Who is Responsible for "Responsible AI"?
Since ChatGPT burst onto the scene in November 2022, it seems everyone has been talking about the role of AI in society. The discourse has focused narrowly on generative AI, i.e., algorithms that generate text, images or video. People are concerned that generative AI will increase cheating in school or produce inaccurate or misleading information.
However, AI encompasses much more than content generation. The agriculture and food system faces numerous big challenges including poor air and water quality, climate change, labor scarcity, and deteriorating human health. AI offers potential tools to meet these challenges.
For the past three years, my colleagues at the AI Institute for Next Generation Food Systems (AIFS) have been working on AI tools to develop high-quality foods, increase agricultural yields, reduce resource consumption and waste, deliver highly traceable and safe food, assess the nutritional contents of a meal, and much more.
I lead the Socioeconomics and Ethics group at AIFS. Our ethics work is driven by postdoctoral scholar Carrie Alexander. Last week, Precision Agriculture published a paper Carrie wrote with me and Mark Yarborough that asks the following question: who is responsible for responsible AI?
The paper reports the perspective of researchers on this question. Carrie interviewed about three quarters of the researchers in AIFS. Participation in the interviews was voluntary and strictly confidential to encourage meaningful and honest reflection. The interviews were conducted on Zoom and lasted an average of 45 minutes.

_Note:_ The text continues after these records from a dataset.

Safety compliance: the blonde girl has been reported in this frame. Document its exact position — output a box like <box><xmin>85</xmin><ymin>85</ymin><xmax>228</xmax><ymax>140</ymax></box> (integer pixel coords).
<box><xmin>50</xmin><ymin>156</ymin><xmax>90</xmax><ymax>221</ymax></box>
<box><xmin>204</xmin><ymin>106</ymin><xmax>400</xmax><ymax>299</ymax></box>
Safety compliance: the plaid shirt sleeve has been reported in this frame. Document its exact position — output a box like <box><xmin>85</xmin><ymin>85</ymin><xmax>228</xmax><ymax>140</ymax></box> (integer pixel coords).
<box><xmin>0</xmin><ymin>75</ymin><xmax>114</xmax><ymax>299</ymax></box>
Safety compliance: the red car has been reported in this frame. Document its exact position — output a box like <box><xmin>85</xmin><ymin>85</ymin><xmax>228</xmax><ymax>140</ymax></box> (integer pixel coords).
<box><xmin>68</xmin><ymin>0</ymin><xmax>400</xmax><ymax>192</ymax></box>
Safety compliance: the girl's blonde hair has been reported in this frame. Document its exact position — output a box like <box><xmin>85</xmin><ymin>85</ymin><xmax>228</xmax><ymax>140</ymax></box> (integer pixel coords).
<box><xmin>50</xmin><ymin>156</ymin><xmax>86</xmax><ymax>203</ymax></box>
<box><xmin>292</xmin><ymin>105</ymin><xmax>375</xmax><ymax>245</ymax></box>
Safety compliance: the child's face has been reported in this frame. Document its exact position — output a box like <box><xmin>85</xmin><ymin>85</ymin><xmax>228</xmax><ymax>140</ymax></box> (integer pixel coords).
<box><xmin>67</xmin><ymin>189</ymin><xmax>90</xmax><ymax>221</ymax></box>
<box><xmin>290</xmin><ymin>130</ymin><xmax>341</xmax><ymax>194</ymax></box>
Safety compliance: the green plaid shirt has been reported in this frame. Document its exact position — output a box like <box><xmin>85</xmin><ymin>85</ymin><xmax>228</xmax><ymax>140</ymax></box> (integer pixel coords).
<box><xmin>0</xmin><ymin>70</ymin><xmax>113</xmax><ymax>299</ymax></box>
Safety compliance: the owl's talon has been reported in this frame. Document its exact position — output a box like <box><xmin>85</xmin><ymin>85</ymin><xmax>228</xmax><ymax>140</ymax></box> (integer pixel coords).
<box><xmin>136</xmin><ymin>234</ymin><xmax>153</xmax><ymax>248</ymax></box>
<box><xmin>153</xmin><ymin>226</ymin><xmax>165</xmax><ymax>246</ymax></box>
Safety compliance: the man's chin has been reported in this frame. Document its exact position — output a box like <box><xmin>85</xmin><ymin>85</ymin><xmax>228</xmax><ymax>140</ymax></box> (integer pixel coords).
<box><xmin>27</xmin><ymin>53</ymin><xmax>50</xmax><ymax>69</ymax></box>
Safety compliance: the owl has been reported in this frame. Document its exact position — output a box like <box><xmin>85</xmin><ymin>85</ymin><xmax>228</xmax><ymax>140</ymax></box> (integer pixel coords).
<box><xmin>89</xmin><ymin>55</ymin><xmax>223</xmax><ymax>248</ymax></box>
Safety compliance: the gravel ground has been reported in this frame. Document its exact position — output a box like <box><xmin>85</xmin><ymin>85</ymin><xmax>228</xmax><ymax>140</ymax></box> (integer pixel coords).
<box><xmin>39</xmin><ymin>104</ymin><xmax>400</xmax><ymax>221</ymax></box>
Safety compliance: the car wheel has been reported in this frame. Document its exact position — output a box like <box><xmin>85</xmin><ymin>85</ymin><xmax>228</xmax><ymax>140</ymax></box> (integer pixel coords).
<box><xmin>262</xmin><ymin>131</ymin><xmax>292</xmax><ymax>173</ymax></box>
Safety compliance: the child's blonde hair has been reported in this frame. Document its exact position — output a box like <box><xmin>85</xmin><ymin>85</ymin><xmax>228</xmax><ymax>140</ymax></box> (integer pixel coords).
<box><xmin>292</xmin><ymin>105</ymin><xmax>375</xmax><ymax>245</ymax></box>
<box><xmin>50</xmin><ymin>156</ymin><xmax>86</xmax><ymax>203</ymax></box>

Interviewees expressed a strong sense of responsibility and ownership for the outcomes of their work. They conveyed a general sense that although oversight of AI technology development is needed, it is not clear what group or entity should be responsible. They generally had more confidence in academic research outcomes and practices, but pervasive doubt regarding the safety and ethics of commercial technologies.
The interviews illustrate a dysfunctional system in which researchers see windows of opportunity for AI tools to help meet agriculture and food's big challenges, but numerous barriers to realizing that outcome.
Academic researchers face strong incentives to publish new discoveries, whereas commercial AI developers are incentivized to develop products to meet market demand. Solving the big challenges facing agriculture and food requires a lot of things the market won't demand. In economics jargon, we can't expect the private sector to solve the externality problem.Â
This is where we need the public sector, and it is where academic researchers can contribute. Public funding of AI research should focus on developing technologies that will mitigate negative externalities while increasing productivity and lowering costs (e.g., robotic weeding, nitrogen-fixing corn, precision irrigation). Farmers will adopt these technologies if they solve the problems they face (e.g., scarce labor, high costs), and public investment can direct those technologies so they also produce environmental and other societal benefits. Work with the private sector rather than trying to compete against it.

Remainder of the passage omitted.